Di bumi yang subur, tanah nan kaya,
Petani menanam dengan darah dan doa.
Padi, jagung, dan kelapa sawit
Menghidupi negeri, memberi harapan.
Namun di balik senyuman ibu yang tabah,
Terdengar jeritan di balik sunyi malam.
Antrian panjang, di toko-toko kecil,
Demi setetes minyak goreng, rakyat bergulat.
Berlomba mencari, melawan waktu,
Menunggu saat barang langka tiba.
Berapa harga setetes emas cair ini,
Hingga tega, manusia melupakan nurani?
Kekuasaan berdalih, memberi janji,
Tapi nyatanya, rakyat tetap menanti.
Di mana lumbung pangan negeri yang kaya,
Ketika perut lapar, jiwa resah?
Kapankah henti cengkraman kepentingan,
Oleh segelintir yang berkuasa, tanpa belas kasihan?

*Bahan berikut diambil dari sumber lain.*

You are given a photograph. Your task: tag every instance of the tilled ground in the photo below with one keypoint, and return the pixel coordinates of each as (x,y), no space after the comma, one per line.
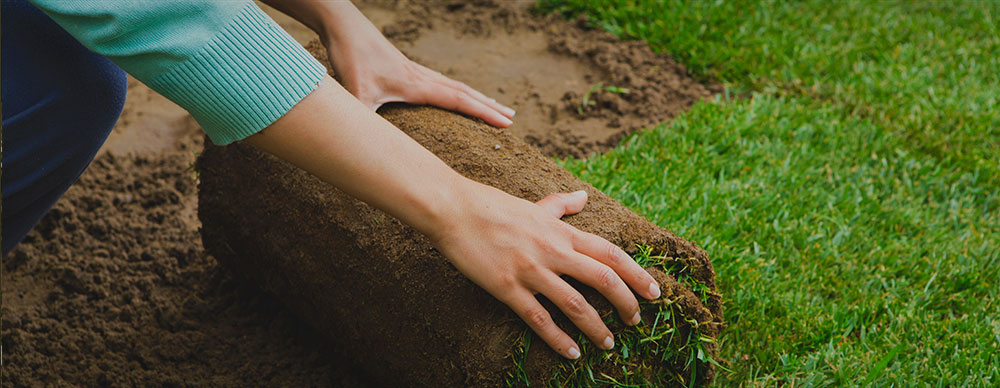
(113,287)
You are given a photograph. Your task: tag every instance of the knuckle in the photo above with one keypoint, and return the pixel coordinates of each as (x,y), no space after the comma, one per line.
(606,278)
(536,317)
(575,305)
(611,252)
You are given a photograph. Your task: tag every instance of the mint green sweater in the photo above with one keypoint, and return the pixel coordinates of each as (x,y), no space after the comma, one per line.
(224,61)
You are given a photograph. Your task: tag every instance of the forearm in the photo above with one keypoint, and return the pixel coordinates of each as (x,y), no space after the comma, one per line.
(333,136)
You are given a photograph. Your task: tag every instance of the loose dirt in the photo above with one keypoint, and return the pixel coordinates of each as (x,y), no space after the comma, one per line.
(113,288)
(544,67)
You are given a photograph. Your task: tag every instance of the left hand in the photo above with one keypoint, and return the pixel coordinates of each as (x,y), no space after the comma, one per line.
(376,72)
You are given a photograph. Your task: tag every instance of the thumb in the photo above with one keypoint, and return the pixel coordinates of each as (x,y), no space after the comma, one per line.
(560,204)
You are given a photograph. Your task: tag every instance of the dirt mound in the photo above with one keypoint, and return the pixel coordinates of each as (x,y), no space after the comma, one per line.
(113,288)
(576,89)
(379,290)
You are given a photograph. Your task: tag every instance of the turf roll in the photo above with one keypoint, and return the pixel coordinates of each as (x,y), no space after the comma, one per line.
(380,291)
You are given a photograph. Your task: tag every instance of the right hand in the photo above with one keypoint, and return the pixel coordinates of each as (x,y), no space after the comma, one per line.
(515,249)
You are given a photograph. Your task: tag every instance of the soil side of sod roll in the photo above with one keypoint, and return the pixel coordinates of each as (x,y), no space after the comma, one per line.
(378,289)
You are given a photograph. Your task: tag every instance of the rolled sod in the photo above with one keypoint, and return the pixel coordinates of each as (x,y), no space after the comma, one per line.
(380,291)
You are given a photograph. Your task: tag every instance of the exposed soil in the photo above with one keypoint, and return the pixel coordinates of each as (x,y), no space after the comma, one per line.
(113,288)
(543,67)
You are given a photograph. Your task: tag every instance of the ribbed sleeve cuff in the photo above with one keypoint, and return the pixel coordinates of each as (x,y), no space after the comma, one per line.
(244,79)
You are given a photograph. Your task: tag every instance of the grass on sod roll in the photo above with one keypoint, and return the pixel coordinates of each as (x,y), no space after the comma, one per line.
(851,204)
(833,244)
(640,351)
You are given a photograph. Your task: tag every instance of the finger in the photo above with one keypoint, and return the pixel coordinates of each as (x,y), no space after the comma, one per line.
(539,320)
(459,101)
(606,281)
(616,258)
(492,103)
(583,315)
(561,204)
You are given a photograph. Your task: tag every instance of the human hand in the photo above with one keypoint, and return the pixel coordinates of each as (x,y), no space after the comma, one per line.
(515,249)
(375,72)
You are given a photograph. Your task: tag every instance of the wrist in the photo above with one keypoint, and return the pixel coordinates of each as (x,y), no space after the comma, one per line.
(445,214)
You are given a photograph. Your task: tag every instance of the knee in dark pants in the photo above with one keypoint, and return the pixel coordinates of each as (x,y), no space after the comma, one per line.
(60,102)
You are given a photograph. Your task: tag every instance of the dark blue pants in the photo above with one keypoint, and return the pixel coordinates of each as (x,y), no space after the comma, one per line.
(60,102)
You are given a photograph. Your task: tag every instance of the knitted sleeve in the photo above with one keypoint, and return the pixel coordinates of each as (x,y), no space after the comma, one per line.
(226,62)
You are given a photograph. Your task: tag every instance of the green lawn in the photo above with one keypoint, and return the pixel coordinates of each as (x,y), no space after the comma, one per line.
(851,204)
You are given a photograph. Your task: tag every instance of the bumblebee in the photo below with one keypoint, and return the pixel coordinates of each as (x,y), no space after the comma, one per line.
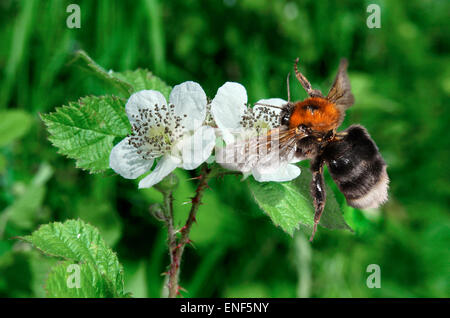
(352,157)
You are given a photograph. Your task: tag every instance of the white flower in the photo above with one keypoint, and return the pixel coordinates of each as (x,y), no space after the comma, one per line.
(173,132)
(244,131)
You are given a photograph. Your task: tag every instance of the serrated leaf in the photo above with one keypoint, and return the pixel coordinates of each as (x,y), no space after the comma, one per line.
(289,204)
(68,280)
(14,124)
(85,130)
(80,243)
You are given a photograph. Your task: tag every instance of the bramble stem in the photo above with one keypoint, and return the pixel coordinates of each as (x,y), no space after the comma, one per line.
(176,247)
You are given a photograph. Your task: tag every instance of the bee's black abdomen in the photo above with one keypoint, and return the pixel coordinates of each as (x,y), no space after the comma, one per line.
(358,168)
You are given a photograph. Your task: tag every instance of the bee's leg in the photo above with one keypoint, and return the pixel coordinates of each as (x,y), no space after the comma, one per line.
(317,191)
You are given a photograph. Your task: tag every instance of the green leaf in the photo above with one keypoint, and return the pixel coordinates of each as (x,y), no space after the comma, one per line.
(68,280)
(86,130)
(289,204)
(80,244)
(14,125)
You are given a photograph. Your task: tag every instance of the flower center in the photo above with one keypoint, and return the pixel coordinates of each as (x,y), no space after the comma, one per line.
(261,119)
(155,131)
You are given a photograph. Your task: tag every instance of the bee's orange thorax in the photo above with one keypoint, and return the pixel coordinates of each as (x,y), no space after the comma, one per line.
(315,112)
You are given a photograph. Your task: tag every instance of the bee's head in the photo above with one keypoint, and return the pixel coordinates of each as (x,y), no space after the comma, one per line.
(286,113)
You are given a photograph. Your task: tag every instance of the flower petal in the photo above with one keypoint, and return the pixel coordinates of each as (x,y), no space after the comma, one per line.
(227,108)
(190,100)
(257,109)
(197,148)
(165,166)
(144,100)
(284,173)
(125,160)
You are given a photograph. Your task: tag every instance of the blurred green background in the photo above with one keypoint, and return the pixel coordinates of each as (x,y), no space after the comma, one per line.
(400,75)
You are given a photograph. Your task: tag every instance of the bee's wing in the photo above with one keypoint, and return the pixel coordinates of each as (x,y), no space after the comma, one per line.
(268,151)
(340,92)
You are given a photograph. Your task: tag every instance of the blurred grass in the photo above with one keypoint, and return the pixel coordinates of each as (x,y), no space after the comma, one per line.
(401,79)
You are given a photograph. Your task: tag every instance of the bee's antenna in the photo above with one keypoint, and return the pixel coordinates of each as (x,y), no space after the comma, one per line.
(289,90)
(305,83)
(267,105)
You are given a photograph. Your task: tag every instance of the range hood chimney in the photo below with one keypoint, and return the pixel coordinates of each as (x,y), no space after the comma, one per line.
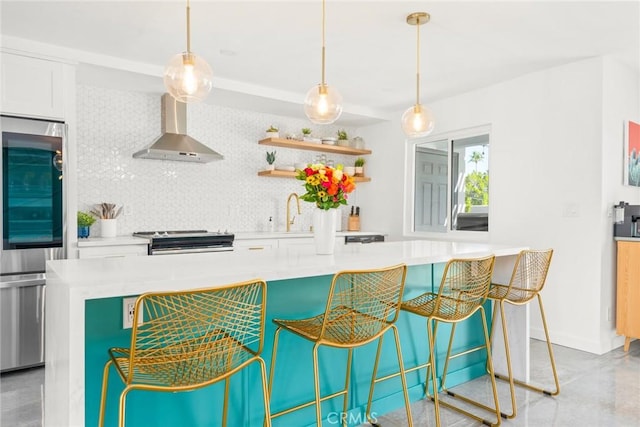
(174,143)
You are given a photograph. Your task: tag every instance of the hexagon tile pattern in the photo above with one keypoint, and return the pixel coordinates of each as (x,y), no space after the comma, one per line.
(170,195)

Lihatlah ibu yang menggendong anaknya,
Menahan lapar, menahan duka.
Wahai pemimpin, dengarkan suara rakyat,
Di setiap pasar, di setiap lorong sepi.
Setetes minyak goreng, simbol harapan,
Cermin ketidakadilan, yang perlu dilawan.
Bangunlah negeri dari kepentingan pribadi,
Satukan hati, demi kepentingan sejati.
Biarkan setetes minyak goreng ini,
Menjadi simbol perubahan, menuju adil dan harmoni.